This is a question from a past exam.
For which $p, q\in \mathbb R$ do the following improper integrals converge?
$$\begin{align*}I_1=\int_{D_1}\dfrac{dx}{(1-\cos(\|x\|_2))^p}\\I_2=\int_{D_2}\dfrac{dx}{\|x\|_2^q\ln(\|x\|_2)}\end{align*}$$, where $D_1=\{x\in \mathbb R^n|\|x\|_2\le1\}$, $D_2=\{x\in \mathbb R^n\mid\|x\|_2\ge\sqrt2\}$, and $\|x\|_2=\sqrt{\sum_1^nx_i^2}$.
I have tried comparison test, but found no suitable comparison functions, and looked into my textbooks about improper integrals.

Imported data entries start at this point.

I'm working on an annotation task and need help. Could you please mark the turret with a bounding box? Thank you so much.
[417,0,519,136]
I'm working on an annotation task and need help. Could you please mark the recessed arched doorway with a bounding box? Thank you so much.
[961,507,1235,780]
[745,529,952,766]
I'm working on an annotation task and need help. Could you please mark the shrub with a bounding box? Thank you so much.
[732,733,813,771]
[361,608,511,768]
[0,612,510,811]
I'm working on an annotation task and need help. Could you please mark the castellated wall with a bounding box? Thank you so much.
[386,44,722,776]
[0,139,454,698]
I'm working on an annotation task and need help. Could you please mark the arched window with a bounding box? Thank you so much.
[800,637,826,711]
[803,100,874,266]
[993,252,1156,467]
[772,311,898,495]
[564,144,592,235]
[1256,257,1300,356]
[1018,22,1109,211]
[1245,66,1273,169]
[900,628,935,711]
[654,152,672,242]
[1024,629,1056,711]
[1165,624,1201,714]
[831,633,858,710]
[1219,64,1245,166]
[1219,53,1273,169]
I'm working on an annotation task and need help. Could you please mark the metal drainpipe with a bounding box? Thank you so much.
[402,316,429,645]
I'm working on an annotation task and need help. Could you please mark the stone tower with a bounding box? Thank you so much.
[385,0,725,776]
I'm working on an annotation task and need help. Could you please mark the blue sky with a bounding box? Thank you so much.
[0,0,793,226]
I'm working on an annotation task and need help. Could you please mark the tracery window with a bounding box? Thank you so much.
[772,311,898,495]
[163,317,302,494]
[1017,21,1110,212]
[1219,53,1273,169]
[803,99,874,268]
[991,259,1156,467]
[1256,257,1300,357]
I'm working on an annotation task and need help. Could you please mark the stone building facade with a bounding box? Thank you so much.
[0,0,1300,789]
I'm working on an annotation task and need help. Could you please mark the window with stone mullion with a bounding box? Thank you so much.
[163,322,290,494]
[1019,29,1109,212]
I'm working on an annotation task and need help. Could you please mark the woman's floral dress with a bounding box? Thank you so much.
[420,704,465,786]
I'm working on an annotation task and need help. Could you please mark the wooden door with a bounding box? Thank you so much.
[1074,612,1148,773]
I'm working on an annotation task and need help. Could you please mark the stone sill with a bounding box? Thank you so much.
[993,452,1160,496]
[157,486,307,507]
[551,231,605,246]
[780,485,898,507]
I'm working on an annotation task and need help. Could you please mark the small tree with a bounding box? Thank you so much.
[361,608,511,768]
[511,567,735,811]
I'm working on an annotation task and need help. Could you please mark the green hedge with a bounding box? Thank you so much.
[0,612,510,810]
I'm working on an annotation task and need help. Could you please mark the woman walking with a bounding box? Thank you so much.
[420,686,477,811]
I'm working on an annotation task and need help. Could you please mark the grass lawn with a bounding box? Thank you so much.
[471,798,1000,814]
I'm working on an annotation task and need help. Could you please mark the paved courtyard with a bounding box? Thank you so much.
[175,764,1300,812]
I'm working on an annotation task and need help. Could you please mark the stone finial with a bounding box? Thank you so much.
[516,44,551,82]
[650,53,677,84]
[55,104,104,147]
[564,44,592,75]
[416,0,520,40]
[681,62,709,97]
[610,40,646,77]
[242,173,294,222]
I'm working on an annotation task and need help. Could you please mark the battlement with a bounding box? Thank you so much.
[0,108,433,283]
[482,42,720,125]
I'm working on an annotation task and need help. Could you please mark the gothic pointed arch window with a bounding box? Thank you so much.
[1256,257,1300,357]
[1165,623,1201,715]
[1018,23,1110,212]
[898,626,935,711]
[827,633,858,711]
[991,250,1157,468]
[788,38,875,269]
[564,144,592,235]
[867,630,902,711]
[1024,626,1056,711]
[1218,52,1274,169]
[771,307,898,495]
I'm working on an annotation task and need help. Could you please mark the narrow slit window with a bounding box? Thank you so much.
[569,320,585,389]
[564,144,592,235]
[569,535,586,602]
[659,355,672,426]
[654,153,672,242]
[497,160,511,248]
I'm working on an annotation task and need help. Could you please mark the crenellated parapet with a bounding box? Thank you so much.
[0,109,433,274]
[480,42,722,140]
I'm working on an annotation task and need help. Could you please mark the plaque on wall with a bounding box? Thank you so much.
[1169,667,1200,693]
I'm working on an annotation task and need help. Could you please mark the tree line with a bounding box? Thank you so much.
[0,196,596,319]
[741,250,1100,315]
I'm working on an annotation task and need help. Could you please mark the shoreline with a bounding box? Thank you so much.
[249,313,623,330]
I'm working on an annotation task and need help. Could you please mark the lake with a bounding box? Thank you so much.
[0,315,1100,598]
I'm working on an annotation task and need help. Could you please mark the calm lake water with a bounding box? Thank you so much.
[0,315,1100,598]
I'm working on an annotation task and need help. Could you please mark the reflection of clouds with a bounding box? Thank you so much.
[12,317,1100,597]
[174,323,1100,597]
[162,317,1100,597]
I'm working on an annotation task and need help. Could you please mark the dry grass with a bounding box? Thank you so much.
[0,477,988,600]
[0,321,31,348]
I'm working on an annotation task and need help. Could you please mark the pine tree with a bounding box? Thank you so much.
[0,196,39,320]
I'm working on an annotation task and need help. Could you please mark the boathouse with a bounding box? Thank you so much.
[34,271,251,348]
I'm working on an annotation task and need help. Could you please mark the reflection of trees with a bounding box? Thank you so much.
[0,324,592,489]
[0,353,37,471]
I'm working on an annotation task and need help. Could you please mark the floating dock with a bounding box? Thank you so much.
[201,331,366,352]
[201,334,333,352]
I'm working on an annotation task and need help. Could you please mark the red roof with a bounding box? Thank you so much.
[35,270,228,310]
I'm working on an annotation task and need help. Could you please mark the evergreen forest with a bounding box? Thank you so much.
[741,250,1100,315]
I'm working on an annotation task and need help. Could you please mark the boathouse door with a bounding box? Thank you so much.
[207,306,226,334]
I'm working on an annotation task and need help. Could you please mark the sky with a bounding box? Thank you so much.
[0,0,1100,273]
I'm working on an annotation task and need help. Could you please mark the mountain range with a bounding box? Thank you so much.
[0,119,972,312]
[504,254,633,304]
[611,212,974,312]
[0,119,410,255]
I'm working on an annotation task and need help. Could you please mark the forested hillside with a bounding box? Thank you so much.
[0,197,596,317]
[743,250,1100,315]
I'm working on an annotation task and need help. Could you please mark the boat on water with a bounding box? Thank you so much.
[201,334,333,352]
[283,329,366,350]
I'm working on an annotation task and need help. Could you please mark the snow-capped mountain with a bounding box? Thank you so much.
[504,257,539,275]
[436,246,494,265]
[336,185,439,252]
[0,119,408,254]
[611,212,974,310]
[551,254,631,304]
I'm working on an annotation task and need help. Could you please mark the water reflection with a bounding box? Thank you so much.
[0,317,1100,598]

But I found no useful information.
Further, noting that $\cos x$ is approximately $1-x^2/2+x^4/4!-+...$, I conjecture that $I_1$ is convergent exactly when $p\lt n/2$. But I have no idea how to prove this rigorously. Finally, I tried using similar ideas for $\ln$, at least to give an approximate estimate for $I_2$, but in vain, for I found no expansion for $\ln$ that comes in handy.
So any help or hint will be well appreciated.